Not Like the Aster
From independence to interdependence
“All flourishing is mutual.” ~ Robin Wall Kimmerer
Friends, old and new, welcome.
I have just returned from a writing retreat in the beautiful Catoctin Mountains of Maryland. For me, it is a place not too far from home that brings respite from the too-muchness of our times. And since writing can be such a lonely endeavor, participating in a writing retreat offers a chance to find kinship in the company of other creators.
I arrived with a broken left wrist, forced to slow down. Feeling winter in my bones. A southpaw unable to write even my name, I turned to dictation—oral storytelling for the page. For me, a new and different way to call in the muse.
Slowed to listening, I found the mountains speaking back. Somehow, words come easier when I’m steeped in their balm and beauty.
And lately, it is the wildflowers that have spoken to me, even browned, burrowed and buried under winter’s blanket. And after a quiet encounter years earlier, it is the Aster flower that has implanted itself in my imagination.
I first met the Aster at Zigbone Farm in September, 2024, during a forest bathing walk led by poet Melanie Choukas-Bradley, a naturalist and guide who shares stories of the wild. What I thought was a single flower revealed itself as many-in-one— a composite bloom, each petal its own small star.
I returned to Zigbone this winter for a Hive writing residency, deepening work on [Re]member the World, my ancestor memoir-in-progress. Asters, now covered in snow, revealed another truth: what looks like ruined remnants above ground is shelter and promise below.
I recently read these companion poems back-to-back at Zigbone. They trace a shift—from admiring independence to recognizing interdependence—and may find their way into [Re]member the World in some form.
I bring them to this page wondering how they might speak to you.
Not Like the Aster Curled up in my windowsill overlooking fog-covering mountain—lifting. Greens tinged with red and brown. Asters, everywhere. Asters are many-in-one flowers, I’ve learned. Their petals, each one a flower. Festooned medallions at center, with a crowning array. It’s how Aster propagates, each to itself, unlike us. I admire their independence. Cleaner than our own messy, human entanglements. Our games: “Should I, should I not”, as Love is cooling, icing up, cracking; too stiff to bend. O, to bend like the river birch whose bark peels away to nakedness, who sheds limbs easily even while shooting new sprouts, leaves waving merrily in the breeze, roots shooting to underground stream, drinking in eddies, thirstily gulping up life. But we—we forsake thirst to satisfy Love, tho’ Love’s pursuit may lead to poisoned wells when Love begins to stink. Not like the Aster at all.

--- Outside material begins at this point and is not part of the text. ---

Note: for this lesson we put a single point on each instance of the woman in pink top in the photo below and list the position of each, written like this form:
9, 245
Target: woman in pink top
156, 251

Penned at Zigbone Farm Sabillasville, Maryland September 26, 2024
Like the Aster, Never Alone A swirl of snow, Bombogenesis they call it. I am again tucked into blue mountains, a phantom ridge cresting rolling farmland dressed in white and fog and ice. Asters blanketed, resting inside the memory of many-in-one flowers— dried stalks—winter shelter for bees and wasps to huddle inside their hollow, dead stems and caterpillars, whose larva will pupate in nearby ground, spiders and beetles embraced within its stalks. Or the Eastern black swallowtail, Papilio polyxenes, a summer batman of a butterfly mimicking its doppelgänger– that one deadly to birds— its winter slumber in a chrysalis nesting against Aster’s dead stems, clinging for dear life. Waiting out the storm under Aster’s residues. A wonder how each phantom petal knows Spring’s unfurling becomes each one a flower? How does Aster weather the white whirling flakes billowing around its brittle medallions that shape its heart, barely bearing, barely breathing? Does it recognize this sky covering crystalline snowflake—six-pointed, singular, its fall congealing into ground? One floating. One rooting from seed. I admire Aster’s letting go. Trusting the turn in season without fear of extinction. Entangled below ground— no, “to be’s or not to be’s.” Accepting Nature’s cooling, icing up; a petaled Persephone under ice. While we, nestled indoors— we wonder: if we were Aster, or Aster us, how would we wait to slake our thirst? To trust the passing of the storm? To extend caring roots into mycelial darkness? To be like the Aster— Never alone. Penned at Zigbone Farm Sabillasville, Maryland February 21, 2026
Writing a poem isn’t always a Shakespearean tangle of rhyme and word scheme. For more poetics at play, see how you can turn your shopping list into something else.





Robin, my favorite quote of all time, "All flourishing is mutual."
Beautiful. I will be back, dear sister.
I like where you get to in these, Robin, honouring the paradox of letting go and being ever in connection. Thanks for helping me see Aster in new ways.